Yuliot menekankan bahwa putusan Mahkamah Agung AS membatalkan kebijakan tarif resiprokal, bukan keseluruhan kesepakatan dagang antarnegara yang sudah diteken.
“Kesepakatan untuk impor energi dari AS di dalam ART (Agreement on Reciprocal Trade) itu kan disebutkan nilainya adalah 15 miliar dolar AS. Sementara yang terkait dengan peninjauan oleh Mahkamah Agung AS itu kan yang terkait dengan tarif. Jadi, ada perbedaan,” kata Yuliot.
Sebelumnya, pada Kamis (19/2), Pemerintah Indonesia dan AS menandatangani kesepakatan tarif resiprokal (ART). Dalam perjanjian itu, sebanyak 1.819 pos tarif produk Indonesia mendapatkan fasilitas pembebasan bea masuk hingga nol persen.

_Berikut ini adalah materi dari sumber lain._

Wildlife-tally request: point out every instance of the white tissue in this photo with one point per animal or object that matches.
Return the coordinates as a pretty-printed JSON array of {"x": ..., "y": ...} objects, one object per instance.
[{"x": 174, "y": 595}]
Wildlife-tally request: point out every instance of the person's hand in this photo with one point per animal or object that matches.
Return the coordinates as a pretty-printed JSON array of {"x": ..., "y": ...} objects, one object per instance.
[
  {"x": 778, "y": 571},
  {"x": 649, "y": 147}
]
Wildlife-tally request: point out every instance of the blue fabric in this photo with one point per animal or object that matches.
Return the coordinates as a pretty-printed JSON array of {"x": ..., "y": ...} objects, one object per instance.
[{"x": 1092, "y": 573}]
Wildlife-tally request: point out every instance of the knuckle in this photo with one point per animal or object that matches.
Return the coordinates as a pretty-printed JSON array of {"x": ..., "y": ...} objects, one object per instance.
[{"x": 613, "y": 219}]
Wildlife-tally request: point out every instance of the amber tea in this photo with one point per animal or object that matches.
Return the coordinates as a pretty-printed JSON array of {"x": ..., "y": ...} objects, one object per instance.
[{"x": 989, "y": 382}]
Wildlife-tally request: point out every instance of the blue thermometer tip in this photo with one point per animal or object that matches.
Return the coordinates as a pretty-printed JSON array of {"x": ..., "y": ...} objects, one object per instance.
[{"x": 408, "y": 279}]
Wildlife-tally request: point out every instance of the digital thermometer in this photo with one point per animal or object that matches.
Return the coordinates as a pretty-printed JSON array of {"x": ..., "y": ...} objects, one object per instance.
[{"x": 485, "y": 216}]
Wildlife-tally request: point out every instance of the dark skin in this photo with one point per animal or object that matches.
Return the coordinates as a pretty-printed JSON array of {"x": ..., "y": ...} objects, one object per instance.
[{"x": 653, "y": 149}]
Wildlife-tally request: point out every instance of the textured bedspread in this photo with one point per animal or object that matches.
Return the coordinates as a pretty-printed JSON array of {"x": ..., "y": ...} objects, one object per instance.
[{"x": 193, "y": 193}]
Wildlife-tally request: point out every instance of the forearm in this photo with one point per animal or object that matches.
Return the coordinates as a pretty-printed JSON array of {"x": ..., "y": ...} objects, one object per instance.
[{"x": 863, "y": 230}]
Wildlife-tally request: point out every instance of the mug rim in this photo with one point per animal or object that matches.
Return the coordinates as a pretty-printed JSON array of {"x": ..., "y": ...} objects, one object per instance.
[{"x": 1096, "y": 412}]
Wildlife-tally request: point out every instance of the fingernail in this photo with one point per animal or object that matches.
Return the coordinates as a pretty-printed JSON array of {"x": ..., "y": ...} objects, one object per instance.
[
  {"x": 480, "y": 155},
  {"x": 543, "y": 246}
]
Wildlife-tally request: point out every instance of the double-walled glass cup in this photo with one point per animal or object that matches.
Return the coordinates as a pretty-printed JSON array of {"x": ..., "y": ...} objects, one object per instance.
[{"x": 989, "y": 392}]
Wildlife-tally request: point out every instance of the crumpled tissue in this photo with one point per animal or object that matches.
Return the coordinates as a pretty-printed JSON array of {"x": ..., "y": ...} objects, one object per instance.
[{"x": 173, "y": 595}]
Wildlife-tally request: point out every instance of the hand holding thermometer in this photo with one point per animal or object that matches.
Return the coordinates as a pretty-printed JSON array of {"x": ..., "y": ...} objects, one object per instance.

Produk yang mendapat fasilitas tersebut meliputi minyak sawit, kopi, kakao, rempah-rempah, karet, komponen elektronik termasuk semikonduktor, hingga komponen pesawat terbang. Selain itu, penghapusan tarif nol persen untuk produk tekstil dan garmen Indonesia juga disepakati melalui skema kuota tertentu.
Namun, sehari setelah penandatanganan, pada Jumat (20/2), Mahkamah Agung Amerika Serikat memutuskan bahwa Presiden Donald Trump tidak memiliki kewenangan memberlakukan tarif global berdasarkan Undang-Undang Kekuasaan Ekonomi Darurat Internasional (IEEPA).
Meski demikian, AS tetap mulai menerapkan tarif global sementara sebesar 10 persen, dengan rencana kenaikan hingga 15 persen oleh Gedung Putih.
Di sisi lain, Kementerian Koordinator Bidang Perekonomian Republik Indonesia memastikan akan ada pembicaraan lanjutan dengan pemerintah AS guna menindaklanjuti perubahan kebijakan tersebut.